The companies then turned to the Supreme Court. Tellingly, they didn’t take issue with the Fourth Circuit’s rejection of their federal-officer removal claim, but rather dropped that claim and instead argued that the Fourth Circuit should have reviewed all of their other federal removal claims. Further, “[t]o preserve judicial resources,” the defendants asked the Court to review the one basis of removal that they believe is their best chance — namely, that the state claims are “federal” in nature and thus belong in federal court.
The Court agreed that the Fourth Circuit has the statutory authority to review all asserted bases of removal and remanded the case back to that court to do so. It did not address the merits of the industry’s claim that the state cases should be “federalized” and thus remain in federal court. That ball is now back in the appellate court.
This is the point that Gorsuch emphasized in his opinion: As a matter of civil procedure, appellate courts must review all bases of removal, rather than only the one that is immediately appealable, he concluded for the majority. By the majority’s lights, the civil procedure question is apparently easy to answer, as the relevant federal statute provides “a clear … directive” supporting the industry’s argument for review of all of its asserted bases of removal.
Sotomayor’s lone dissent
In her lone dissent, Justice Sonia Sotomayor concluded that the Fourth Circuit correctly determined that it had jurisdiction to review only the federal-officer removal claim. She supports that conclusion not only with a careful examination of the statutory text, legislative history, and relevant caselaw, but also by pointing out the irony of the majority’s interpretation in the context of the case: “Petitioners no longer advance their [federal-officer removal] argument. … Yet that argument somehow opens a back door to appellate review that would otherwise be closed to them. Meanwhile, Baltimore, which has already waited nearly three years to begin litigation on the merits, is consigned to waiting once more.”
The majority’s interpretation, in short, expands federal judicial authority in a way that rewards the defendants’ “gamesmanship” to evade litigation in state court.

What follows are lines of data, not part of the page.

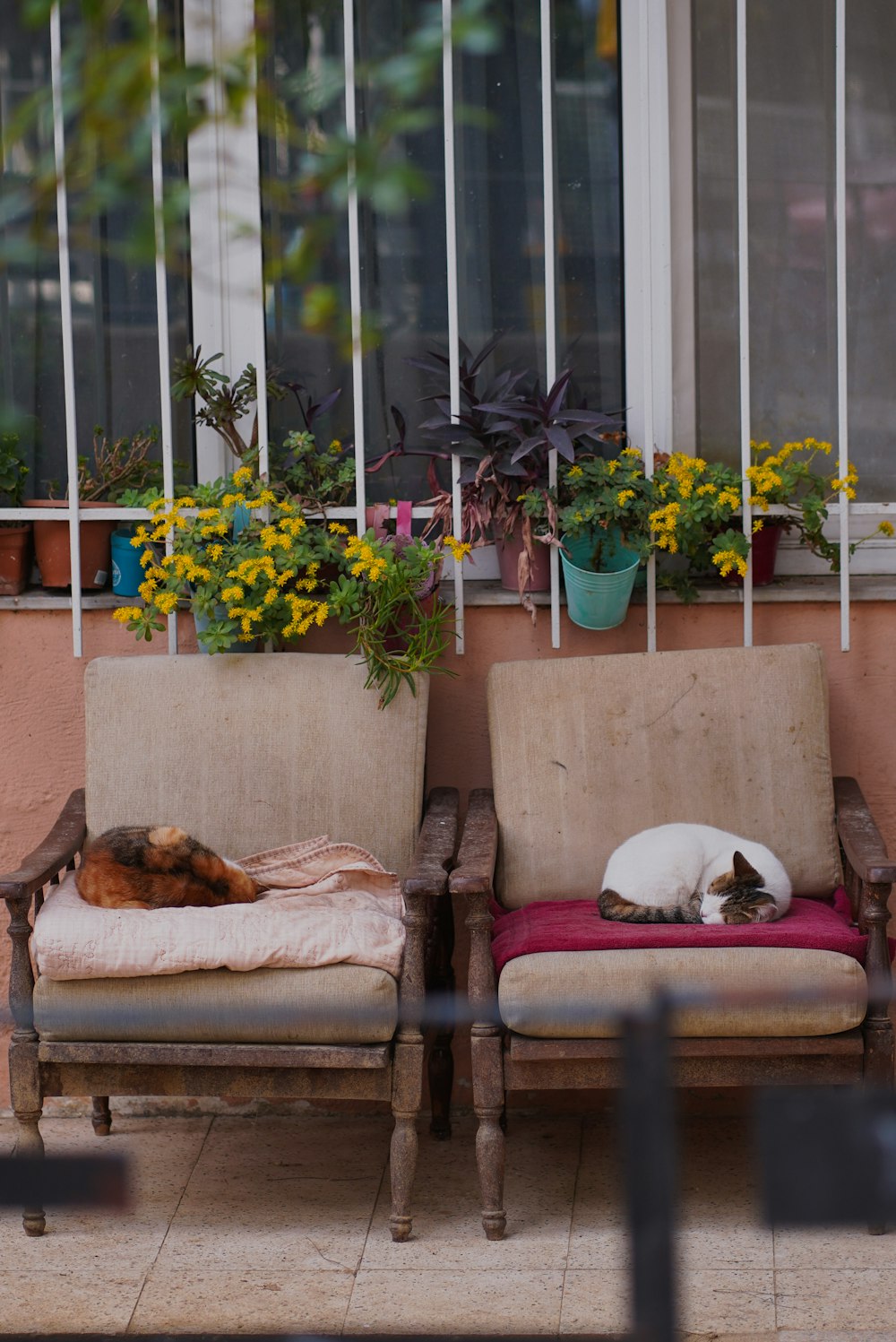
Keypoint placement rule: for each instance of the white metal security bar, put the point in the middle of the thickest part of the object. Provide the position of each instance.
(228, 299)
(840, 215)
(67, 331)
(550, 269)
(161, 297)
(453, 301)
(744, 299)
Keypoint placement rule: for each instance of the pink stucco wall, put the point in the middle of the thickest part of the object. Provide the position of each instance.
(43, 699)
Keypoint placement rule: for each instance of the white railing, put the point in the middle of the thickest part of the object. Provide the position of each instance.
(228, 297)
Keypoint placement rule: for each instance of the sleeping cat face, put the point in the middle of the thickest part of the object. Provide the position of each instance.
(737, 896)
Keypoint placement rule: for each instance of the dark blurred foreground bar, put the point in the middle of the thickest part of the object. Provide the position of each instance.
(828, 1156)
(65, 1182)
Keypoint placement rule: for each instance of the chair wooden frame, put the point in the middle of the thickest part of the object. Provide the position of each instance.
(391, 1071)
(504, 1061)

By allowing the industry to continue tying this litigation up with questions of civil procedure rather than defending against the merits of the plaintiffs’ state claims, the majority’s decision also supports the defendants’ efforts to delay discovery about the industry’s role in polluting social and political discourse with disinformation to undermine climate action and keep us on a fossil-fuel dependent path that has led us to the brink of planetary collapse.
A fuller picture of the industry’s deceptive marketing tactics is an important part of this country’s political and cultural history that can inform our decisions about how best to respond to the climate emergency. This is particularly important now, as the industry’s disinformation campaign continues — and grows even more insidious and sophisticated as calls for climate action grow louder. The civil discovery and trial system is a powerful tool to expose hidden information, and the fossil fuel industry knows that. The civil procedure question resolved in this case is in this sense more consequential than Gorsuch’s opening qualification suggests.
Karen C. Sokol is a professor of law at Loyola University New Orleans College of Law and is a Member Scholar at the Center for Progressive Reform.